Ovos moles com sal pimenta do reino e ervas

Ovos moles  com sal pimenta do reino e ervas.


Já vi  casos em que certos animais adquirem a aparência humana do seu dono, e vivem como tais. Mesmo que conservando as características da sua espécie, não é tão estranho que uma galinha se converta numa mulher, beba cerveja nos bares e até fale por telefone.

Isso é o que aconteceu com Rata. Sua aparência era de mulher, tudo mais era pura galinha. Submergi nos  seus olhos amarelos, foi à primeira vista, no balcão daquele bar, poleiro que costuma ir às sextas-feiras.

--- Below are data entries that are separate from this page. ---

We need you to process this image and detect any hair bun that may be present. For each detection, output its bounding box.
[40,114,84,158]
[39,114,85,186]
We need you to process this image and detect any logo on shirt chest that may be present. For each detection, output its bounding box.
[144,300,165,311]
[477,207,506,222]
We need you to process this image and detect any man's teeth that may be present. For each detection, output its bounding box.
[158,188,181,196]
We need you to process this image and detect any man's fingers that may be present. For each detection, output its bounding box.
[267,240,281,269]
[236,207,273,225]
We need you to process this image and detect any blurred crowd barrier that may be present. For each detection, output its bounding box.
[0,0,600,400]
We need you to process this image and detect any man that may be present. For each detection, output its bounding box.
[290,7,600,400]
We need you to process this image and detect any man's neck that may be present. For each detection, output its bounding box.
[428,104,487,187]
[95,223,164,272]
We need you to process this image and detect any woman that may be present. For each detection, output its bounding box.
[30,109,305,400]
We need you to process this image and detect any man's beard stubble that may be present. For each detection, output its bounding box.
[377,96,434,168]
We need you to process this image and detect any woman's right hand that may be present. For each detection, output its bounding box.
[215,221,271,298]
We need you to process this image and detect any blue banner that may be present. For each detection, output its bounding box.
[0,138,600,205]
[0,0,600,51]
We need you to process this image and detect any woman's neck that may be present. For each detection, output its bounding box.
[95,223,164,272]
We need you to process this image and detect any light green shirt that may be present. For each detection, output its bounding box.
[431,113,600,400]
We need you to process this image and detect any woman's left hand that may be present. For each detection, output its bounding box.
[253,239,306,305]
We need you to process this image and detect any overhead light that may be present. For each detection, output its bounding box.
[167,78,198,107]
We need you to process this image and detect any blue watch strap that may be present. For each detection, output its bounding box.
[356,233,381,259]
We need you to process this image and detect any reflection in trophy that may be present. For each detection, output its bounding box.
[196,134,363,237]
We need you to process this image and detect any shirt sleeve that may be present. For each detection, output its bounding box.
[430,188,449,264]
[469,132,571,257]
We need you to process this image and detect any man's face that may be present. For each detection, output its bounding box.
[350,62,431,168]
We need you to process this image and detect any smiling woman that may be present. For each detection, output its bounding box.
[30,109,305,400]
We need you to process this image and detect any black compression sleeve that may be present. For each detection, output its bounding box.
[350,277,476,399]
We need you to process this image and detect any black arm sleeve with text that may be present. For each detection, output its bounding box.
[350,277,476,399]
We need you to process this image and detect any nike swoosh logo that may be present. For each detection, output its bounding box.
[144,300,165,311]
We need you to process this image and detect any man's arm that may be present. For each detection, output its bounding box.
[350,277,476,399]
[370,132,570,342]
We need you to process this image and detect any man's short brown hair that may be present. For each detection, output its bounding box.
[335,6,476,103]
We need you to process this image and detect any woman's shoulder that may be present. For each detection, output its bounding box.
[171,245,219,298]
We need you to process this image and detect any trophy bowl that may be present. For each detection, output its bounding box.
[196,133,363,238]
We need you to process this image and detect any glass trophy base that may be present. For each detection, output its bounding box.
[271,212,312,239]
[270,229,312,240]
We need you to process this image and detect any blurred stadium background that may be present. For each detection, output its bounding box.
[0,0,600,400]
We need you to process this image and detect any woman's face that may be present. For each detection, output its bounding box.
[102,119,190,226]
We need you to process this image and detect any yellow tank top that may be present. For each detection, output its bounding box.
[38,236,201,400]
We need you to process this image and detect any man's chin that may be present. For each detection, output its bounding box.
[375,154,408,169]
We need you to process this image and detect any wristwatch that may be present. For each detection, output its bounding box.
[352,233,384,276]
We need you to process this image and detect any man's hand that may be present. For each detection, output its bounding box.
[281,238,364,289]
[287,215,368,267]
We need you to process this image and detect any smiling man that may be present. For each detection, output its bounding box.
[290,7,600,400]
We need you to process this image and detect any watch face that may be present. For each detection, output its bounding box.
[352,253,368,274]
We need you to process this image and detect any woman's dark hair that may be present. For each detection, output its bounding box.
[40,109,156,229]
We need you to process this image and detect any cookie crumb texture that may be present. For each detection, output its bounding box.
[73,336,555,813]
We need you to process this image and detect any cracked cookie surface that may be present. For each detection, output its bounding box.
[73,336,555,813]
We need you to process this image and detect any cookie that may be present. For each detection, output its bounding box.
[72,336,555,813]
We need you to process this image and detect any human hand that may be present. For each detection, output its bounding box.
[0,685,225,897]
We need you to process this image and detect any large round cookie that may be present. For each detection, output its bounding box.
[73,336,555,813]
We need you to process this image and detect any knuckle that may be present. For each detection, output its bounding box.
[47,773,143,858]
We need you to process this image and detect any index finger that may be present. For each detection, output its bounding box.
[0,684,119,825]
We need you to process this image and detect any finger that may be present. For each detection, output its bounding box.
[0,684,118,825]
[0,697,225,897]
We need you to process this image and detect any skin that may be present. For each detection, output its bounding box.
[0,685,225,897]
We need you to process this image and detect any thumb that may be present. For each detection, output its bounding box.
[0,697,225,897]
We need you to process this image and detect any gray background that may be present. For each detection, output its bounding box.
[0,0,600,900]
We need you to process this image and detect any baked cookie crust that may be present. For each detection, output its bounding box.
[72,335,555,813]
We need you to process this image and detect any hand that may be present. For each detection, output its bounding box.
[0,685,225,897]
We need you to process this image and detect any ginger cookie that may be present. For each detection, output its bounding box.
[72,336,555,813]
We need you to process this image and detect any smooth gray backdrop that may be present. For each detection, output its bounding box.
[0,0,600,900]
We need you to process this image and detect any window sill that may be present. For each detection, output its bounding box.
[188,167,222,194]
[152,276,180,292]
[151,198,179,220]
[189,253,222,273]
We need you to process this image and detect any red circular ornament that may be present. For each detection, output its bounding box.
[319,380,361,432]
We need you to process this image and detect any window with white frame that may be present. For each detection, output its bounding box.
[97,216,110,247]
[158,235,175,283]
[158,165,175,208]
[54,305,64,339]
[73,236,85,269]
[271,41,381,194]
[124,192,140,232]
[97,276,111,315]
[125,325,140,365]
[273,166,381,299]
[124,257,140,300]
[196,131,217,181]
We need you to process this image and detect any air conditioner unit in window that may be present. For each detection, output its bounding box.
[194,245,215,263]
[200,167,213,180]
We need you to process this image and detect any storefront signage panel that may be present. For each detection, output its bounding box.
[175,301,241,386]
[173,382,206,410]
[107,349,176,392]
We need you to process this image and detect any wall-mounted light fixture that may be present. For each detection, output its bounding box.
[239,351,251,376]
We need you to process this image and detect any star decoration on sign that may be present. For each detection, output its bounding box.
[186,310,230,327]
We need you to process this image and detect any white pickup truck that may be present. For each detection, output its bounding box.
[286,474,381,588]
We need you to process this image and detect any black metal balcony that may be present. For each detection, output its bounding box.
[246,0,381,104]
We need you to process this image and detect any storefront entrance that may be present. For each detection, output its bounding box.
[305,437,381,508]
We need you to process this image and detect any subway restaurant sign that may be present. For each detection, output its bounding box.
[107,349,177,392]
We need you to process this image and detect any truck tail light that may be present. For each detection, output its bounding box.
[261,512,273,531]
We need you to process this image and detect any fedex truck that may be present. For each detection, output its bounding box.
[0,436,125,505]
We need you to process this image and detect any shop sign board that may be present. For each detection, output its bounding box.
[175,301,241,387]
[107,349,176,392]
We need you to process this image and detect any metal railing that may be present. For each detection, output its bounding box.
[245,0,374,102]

Mais decidida que bonita. Mas, não é o tipo de mulher que se consegue olhar impunemente duas vezes no elevador, parece sempre flutuar num estranho éter de sensualidade.  Quando perguntei seu nome, imitou o 007, Touille, Rata Touille, Chame-me Rata. De alguma maneira percebi sua faceta de galináceo, como um náufrago tateia terra firme. Isso me confundiu e me seduzia ao mesmo tempo.
Fomos ao meu apartamento. Rata me comeu de um modo selvagem que desconhecia, com toda sua avícola sexualidade. Sua longa cabeleira me caía pelo rosto. Gemia. Invadiu-me um  prazer imenso que parecia dançar pelo quarto como um vendaval escuro. Feliz e esgotado. Me despertou um raio de luz matutino que varava as cortinas esquentando minhas pálpebras.
Rata se havia ido mas deixou sobre a mesa um ovo.  Debaixo do ovo, um bilhete com seu Cel.
Cozinhei aquele ovo por 3 min, e comi  com sal pimenta do reino e ervas.
Uma delícia.

Pied du Porc à la Sainte Ecolasse.


Pied du Porc à la Sainte Ecolasse.

No verão de 88 andava por Aix-en-Provence com Alejo e Bernd. Fomos visitar Ekkehardt Ulrich, que cursava uma disciplina de Direito Espacial. Nos entretínhamos em Les Calanques de Marselha, nas horas do sol, e à tardinha em les Cours Mirabeux bebendo chopp nas esplanadas. Um dia decidimos jantar quase às onze da noite, nessa hora estavam fechando, mas entramos numa brasserie alsaciana pelo meio do nevoeiro de fumo. Então, ainda se fumava em restaurante. Os garçons andavam apressados. Entrando e saindo pela porta batente. Começamos mal quando Ekke pediu Pieds du cochon e o garçom me corrigiu com cara de ofendido: “Notrês pieds du porc a la Sainte Ecolasse” com a boca na forma de um cu de galinha em cada o e u pronunciado. Nos trouxeram jarras de chopp com copinhos de kirsch e uma travessa com chucrute e linguiça.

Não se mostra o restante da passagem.